If you’re looking for an extreme tourist adventure, consider Compressor Diving in the Philippines.  A little like the reverse of skydiving.  Bite on the end of a leaky, tangled garden hose supplying blasty, rusty compressed air and dive to the bottom of the ocean.  Experience the thrill of getting the bends and risking paralysis for life.  But don’t worry, the stakes aren’t as high as they are for the groups of fishermen who do this several times everyday for weeks in order to feed their families…

Among the closing remarks is the phrase, “the fishermen go home happy with a boatload of fish.”  It’s ok that they’re all poor as dirt and that we watch it on TV for fun… they go home happy.  Almost zero politics and the word DANGER used too many times.  What about the ethics of drifting around in your fancy scuba gear with an epic underwater camera, while the humans you’re filming wear shorts and sustain their existence with an apparatus we normally use to power jackhammers?  You’d better hand over that tank when you’re done (as if there are no ethical problems with that either…).

I’m extra disappointed because I loved BBC Life, the nature documentary series.  Like Human Planet, Life was visually mind-blowing, and obviously focused on specialized life strategies and extreme behaviours.  Life took a unique approach compared to many nature docs.  Sometimes the prey got away.  Sometimes the gender roles imposed by human society were not over-emphasized.  Sometimes the predator wasn’t made out to be a monster.  Every being was portrayed as animate.  It was absolutely not all sex and killing.

It seemed like in Life they were just saying, “wow”, instead of the sensationalization and romanticization that I saw in Human Planet’s first episode.  Too bad their seemingly progressive approach doesn’t extend to humans.  It’s turning out to be an Algo-Western/Northern-white-people-watch-the-exoticized-Other-do-crazy-stuff-on-our-HD-TV’s fest.

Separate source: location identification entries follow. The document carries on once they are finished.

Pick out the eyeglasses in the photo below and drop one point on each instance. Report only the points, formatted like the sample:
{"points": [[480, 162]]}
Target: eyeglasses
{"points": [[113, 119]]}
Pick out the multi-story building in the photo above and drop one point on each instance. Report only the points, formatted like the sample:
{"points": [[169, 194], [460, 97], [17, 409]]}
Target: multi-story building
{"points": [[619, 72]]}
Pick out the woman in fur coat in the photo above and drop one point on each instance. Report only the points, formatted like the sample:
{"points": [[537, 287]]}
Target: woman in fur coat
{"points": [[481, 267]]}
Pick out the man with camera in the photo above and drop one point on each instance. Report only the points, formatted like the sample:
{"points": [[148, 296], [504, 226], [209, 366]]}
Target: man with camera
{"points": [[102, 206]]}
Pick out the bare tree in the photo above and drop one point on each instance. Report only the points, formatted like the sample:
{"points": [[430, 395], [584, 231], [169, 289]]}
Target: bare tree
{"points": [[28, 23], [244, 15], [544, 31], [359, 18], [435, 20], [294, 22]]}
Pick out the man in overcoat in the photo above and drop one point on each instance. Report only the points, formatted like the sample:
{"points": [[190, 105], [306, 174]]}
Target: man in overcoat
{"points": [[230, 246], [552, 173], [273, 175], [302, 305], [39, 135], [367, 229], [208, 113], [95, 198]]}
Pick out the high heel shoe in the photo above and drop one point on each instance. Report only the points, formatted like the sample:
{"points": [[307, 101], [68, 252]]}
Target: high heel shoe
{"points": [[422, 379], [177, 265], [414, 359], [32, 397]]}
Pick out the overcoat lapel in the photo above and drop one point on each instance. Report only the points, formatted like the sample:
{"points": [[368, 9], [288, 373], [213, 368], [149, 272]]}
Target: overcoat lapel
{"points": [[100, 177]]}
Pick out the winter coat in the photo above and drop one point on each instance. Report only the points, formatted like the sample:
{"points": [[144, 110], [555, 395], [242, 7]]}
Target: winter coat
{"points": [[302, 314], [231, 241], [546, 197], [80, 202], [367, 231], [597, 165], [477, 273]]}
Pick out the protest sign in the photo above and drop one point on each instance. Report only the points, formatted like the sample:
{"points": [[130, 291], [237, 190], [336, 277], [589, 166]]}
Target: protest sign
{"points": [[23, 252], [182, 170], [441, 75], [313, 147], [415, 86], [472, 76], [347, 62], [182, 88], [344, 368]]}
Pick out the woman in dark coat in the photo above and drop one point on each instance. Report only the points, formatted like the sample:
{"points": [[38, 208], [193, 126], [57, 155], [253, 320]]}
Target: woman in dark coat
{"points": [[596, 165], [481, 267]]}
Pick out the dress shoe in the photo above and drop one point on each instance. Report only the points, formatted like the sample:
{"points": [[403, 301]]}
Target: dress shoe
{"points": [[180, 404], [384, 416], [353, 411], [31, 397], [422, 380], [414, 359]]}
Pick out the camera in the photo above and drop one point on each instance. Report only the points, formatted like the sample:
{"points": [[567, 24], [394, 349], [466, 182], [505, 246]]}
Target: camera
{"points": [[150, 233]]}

Not that I never romanticize our own ‘poverty’: “And then the Sound Recording student will stay up the entire night in a windowless room with minimal provisions, resorting to affordable drugs for a semblance of stamina.  But his wage for the entire night will not even cover the cost of the coffee he relies on.  He is pushing the limits of the human body.  And when the job finally seems finished, the student faces an even greater danger – walking home.  It’s nearly -10 C and his equipment is insufficient.  Soon a chill will reach his body and he might shiver a little…”

Aaaaaand…  I’m still going to keep watching it.  But I’m going to keep asking questions.